A season of contemplation

This year Autumn came suddenly. As if controlled by a light switch, one evening it was light at 8pm and the next evening it was dark. Just like that, the anemones were blooming and the leaves were falling.

This year for the first time in many, I was able to welcome Fall. And this is a real achievement for me because usually I dread Fall.  Usually, Fall for me, is the death of summer, the end of the fun.  But after such a hot summer in Germany, I was ready for cooler weather.  And truly, this Fall I’m getting to look at how far I’ve come, which is always an energy booster.  Getting to compare this year to last year, I’m breathing a sigh of relief that I made it.

With six months of school under my belt and a few friends to call my own, I think now I’m getting to experience a kind of after glow, a short golden age. Right now, while I get to stay at home with the baby I can really breath in each moment, notice every fleeting detail and feel the seasons come alive–Maybe the this is the beginning of me loving Fall!

Not to mention that Franconian Greetings are an entirely different story when you have a baby.  I have been shocked at how the sweet, warm, gooey hearts of the old, usually staunch, cold Franconians come out at the first sight of a stroller or a mom carrying her baby in a carrier. I get such warm greetings now.  The rules of greetings seem to have changed entirely however its possible that what has really changed is my ability to understand and interpret what people are saying.

This luxury has made me appreciate lots of things, but one thing in particular I have come to realize:

Don’t wait.

Don’t wait until you feel all the way ready to get started with whatever it is you need to do in your life. This is terribly difficult, and I’m not encouraging rushing though anything, but I am saying that truly, a year passes by no matter what we do.  What is certain is that the next year will pass and even if it seems hard or long, it will take a year and then whatever is happening now– will be over. This year will be the past and that time will either have been filled and a great investment for us or it will have been empty. No matter what, it will be gone. It is such a relief to me that I spent this last year focused on learning to speak German and getting acclimated here.  My everyday life is 100% better because I did that. Now–just like that– a year has passed and the hardest part is over and done.  New challenges will always present themselves, but boy am I relieved that I am where I am now instead of where I was a year ago.

Those of us who live in temperate regions are lucky to experience the four seasonal changes and this past year especially has given us an abundant show of nature’s loveliest displays. What a luxury to get to feel like you had enough sunshine before the fall comes and enough cool, colorful breezes before the snow. To taste each one and be ready for the next season is something I am thankful for this year.
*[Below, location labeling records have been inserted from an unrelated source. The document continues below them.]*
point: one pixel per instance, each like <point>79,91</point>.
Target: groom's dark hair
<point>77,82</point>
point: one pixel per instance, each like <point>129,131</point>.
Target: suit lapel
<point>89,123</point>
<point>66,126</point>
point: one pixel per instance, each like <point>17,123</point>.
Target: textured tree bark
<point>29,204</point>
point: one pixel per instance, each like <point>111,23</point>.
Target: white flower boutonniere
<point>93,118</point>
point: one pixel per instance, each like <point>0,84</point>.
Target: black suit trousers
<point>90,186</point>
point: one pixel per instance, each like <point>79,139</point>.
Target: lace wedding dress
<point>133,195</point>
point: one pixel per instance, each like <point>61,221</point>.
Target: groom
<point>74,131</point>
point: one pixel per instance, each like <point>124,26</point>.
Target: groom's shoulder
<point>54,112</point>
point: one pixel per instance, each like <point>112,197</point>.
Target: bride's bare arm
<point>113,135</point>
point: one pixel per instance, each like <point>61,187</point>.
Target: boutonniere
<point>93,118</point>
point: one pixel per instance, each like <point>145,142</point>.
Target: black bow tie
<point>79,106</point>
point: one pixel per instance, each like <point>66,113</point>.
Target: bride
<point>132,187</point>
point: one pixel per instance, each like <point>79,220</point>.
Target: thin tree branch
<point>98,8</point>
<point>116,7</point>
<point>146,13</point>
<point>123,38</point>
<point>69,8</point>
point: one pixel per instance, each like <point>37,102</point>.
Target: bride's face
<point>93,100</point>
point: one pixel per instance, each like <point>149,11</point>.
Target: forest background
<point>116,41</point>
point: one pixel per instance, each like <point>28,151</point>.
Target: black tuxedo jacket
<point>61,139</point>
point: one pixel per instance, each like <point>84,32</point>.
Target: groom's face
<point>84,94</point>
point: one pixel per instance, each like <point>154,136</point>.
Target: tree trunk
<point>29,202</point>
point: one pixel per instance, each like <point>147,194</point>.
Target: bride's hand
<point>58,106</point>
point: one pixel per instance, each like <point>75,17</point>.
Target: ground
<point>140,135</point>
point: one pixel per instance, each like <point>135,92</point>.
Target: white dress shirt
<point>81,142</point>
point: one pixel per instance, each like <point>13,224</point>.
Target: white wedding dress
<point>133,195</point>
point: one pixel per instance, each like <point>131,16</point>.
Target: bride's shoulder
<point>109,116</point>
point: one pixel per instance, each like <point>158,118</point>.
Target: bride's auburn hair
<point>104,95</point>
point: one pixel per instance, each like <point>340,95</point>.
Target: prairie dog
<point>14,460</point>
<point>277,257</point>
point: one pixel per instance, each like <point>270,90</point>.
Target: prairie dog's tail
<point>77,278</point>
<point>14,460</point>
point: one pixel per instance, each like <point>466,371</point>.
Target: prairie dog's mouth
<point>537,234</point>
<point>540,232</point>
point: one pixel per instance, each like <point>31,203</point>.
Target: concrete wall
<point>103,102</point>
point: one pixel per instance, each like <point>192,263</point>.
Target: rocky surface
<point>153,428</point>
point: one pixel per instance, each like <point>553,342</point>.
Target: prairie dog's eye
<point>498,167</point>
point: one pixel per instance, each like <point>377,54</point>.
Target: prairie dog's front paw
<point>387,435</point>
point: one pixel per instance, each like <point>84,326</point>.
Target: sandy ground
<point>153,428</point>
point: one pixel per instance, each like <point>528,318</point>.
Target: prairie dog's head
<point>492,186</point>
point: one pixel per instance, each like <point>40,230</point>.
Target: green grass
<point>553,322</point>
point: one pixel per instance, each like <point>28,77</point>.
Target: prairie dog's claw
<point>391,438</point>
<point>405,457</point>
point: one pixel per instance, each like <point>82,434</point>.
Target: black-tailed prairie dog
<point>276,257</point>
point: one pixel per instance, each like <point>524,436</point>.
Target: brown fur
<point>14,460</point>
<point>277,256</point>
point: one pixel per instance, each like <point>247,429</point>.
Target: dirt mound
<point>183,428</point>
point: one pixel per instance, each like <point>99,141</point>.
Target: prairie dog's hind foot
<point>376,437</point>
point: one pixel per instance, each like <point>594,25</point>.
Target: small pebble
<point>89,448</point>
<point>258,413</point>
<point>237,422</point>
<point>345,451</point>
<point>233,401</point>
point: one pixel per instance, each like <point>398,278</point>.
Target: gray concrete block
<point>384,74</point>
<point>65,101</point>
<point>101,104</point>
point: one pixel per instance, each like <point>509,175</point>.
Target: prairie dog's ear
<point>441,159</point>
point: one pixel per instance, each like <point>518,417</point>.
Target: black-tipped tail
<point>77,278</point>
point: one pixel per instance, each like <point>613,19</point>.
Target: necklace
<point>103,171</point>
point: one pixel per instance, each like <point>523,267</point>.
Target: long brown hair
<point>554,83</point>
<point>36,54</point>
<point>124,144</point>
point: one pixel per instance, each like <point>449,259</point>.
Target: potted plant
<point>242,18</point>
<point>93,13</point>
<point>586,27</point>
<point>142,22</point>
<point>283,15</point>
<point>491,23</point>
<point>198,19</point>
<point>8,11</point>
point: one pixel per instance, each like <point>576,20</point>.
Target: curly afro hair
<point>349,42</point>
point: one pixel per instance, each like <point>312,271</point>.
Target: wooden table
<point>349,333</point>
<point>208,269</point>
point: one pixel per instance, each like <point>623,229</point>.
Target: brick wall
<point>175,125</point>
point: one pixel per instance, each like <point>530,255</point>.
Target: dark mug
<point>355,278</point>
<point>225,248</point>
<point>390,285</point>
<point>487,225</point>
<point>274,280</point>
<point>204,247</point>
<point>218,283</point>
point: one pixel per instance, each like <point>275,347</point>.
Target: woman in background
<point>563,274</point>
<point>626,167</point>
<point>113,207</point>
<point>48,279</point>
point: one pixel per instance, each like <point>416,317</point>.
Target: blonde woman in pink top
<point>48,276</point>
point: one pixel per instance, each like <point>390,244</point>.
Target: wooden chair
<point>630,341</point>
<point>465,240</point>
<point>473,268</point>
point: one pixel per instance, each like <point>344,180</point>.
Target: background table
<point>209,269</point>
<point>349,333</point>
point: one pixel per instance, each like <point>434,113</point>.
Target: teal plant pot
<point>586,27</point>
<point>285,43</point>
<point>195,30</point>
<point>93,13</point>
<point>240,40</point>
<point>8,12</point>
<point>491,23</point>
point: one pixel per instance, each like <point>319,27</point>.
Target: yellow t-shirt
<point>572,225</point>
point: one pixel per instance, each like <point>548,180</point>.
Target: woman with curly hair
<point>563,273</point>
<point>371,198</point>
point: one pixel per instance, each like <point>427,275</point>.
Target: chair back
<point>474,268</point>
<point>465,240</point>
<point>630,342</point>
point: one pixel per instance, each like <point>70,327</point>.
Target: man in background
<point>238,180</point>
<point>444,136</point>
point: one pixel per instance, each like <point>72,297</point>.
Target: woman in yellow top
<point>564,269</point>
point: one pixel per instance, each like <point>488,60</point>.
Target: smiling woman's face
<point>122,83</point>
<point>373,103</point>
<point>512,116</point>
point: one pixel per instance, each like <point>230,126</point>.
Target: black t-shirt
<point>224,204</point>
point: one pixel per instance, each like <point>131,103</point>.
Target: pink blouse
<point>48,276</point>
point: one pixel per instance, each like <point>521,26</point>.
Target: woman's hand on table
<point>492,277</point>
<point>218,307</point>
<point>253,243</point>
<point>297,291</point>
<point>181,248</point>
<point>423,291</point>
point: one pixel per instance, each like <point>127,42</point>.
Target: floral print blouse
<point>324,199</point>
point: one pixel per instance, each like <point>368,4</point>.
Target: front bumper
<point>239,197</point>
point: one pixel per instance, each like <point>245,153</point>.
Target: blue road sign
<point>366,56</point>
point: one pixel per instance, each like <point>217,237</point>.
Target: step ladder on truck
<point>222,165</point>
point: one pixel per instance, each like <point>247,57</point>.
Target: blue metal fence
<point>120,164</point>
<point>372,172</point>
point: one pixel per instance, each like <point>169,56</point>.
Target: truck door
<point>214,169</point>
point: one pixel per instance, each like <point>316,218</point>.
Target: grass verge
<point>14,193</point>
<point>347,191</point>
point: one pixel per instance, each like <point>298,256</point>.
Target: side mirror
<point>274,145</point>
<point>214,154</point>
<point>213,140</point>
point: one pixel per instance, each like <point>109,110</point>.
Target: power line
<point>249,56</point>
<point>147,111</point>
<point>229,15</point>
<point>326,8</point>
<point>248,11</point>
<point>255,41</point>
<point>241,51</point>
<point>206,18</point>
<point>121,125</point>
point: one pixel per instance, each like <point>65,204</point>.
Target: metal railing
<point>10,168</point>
Nature has a certain enviable balance. It goes through tumultuous seasons of difficulty but that isn’t the long term norm for nature and it shouldn’t be for us either. Sometimes we act as if life should be difficult, that it in order for us to have meaning life needs to be a non stop roller coaster that makes us feel crazy–then we know we are really strong or making something of ourselves–as if the more difficult our lives are, the more we deserve something good. But I’m not sure that’s true. Sometimes it’s all we can do to survive– but we need the seasons of difficulty balanced with seasons of rest in order to live full lives.

I think we have a specific amount of time on earth and all the time we didn’t appreciate doesn’t get added up into a lump sum for appreciation at a later date. We either live and breath it all in while we are here, or we hold our breath and just get by. Either way, thinking about all this has inspired me to get going! Auf gehts!